Statistical experiment design and analytics are at the heart of data science. In this course you will design statistical experiments and analyze the results using modern methods. You will also explore the common pitfalls in interpreting statistical arguments, especially those associated with big data. Collectively, this course will help you internalize a core set of practical and effective machine learning methods and concepts, and apply them to solve some real world problems.
Learning Goals: After completing this course, you will be able to:
1. Design effective experiments and analyze the results
2. Use resampling methods to make clear and bulletproof statistical arguments without invoking esoteric notation
3. Explain and apply a core set of classification methods of increasing complexity (rules, trees, random forests), and associated optimization methods (gradient descent and variants)
4. Explain and apply a set of unsupervised learning concepts and methods
5. Describe the common idioms of large-scale graph analytics, including structural query, traversals and recursive queries, PageRank, and community detection
Practical Statistical Inference
-Learn the basics of statistical inference, comparing classical methods with resampling methods that allow you to use a simple program to make a rigorous statistical argument. Motivate your study with current topics at the foundations of science: publication bias and reproducibility.
-Follow a tour through the important methods, algorithms, and techniques in machine learning.
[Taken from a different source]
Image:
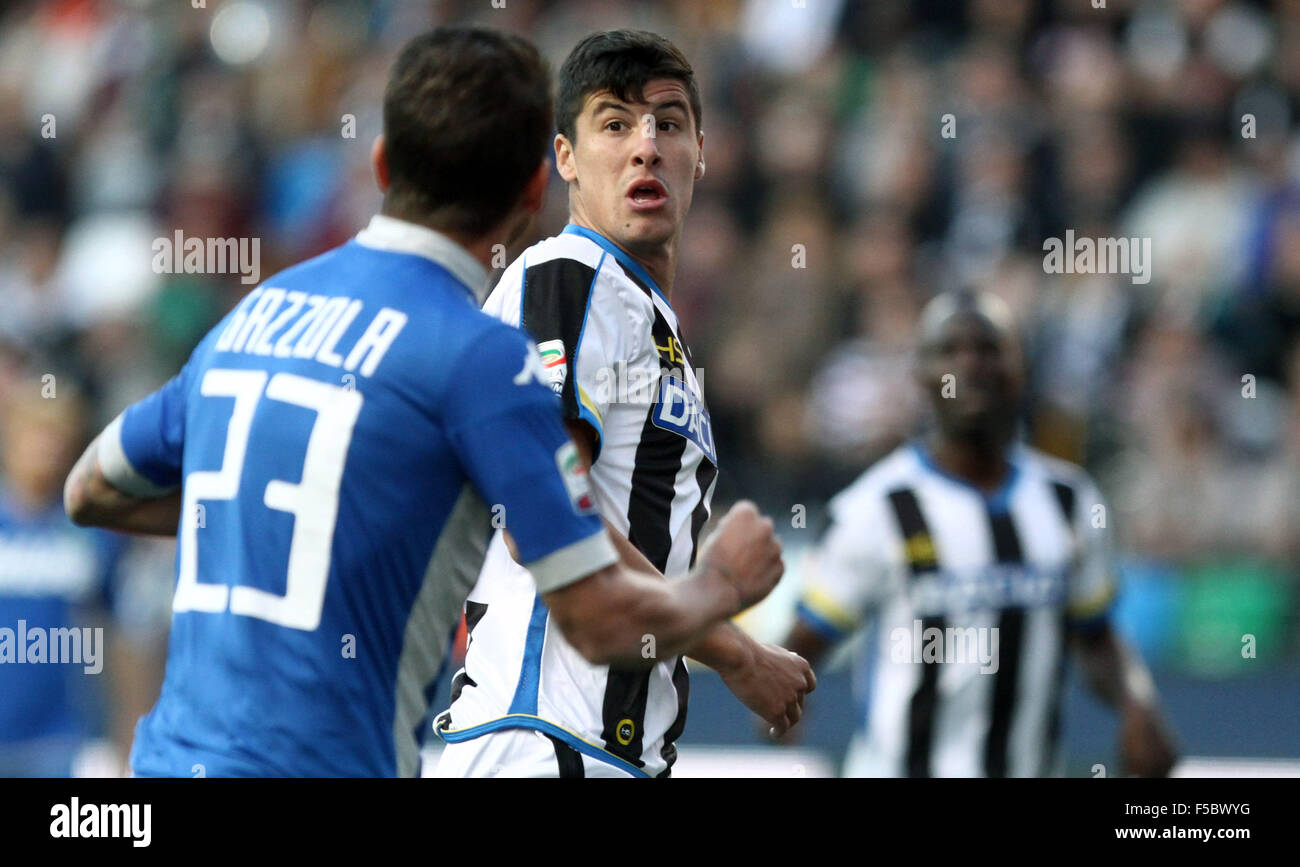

You will learn how these methods build upon each other and can be combined into practical algorithms that perform well on a variety of tasks. Learn how to evaluate machine learning methods and the pitfalls to avoid.
-You will learn how to optimize a cost function using gradient descent, including popular variants that use randomization and parallelization to improve performance. You will gain an intuition for popular methods used in practice and see how similar they are fundamentally.
-A brief tour of selected unsupervised learning methods and an opportunity to apply techniques in practice on a real world problem.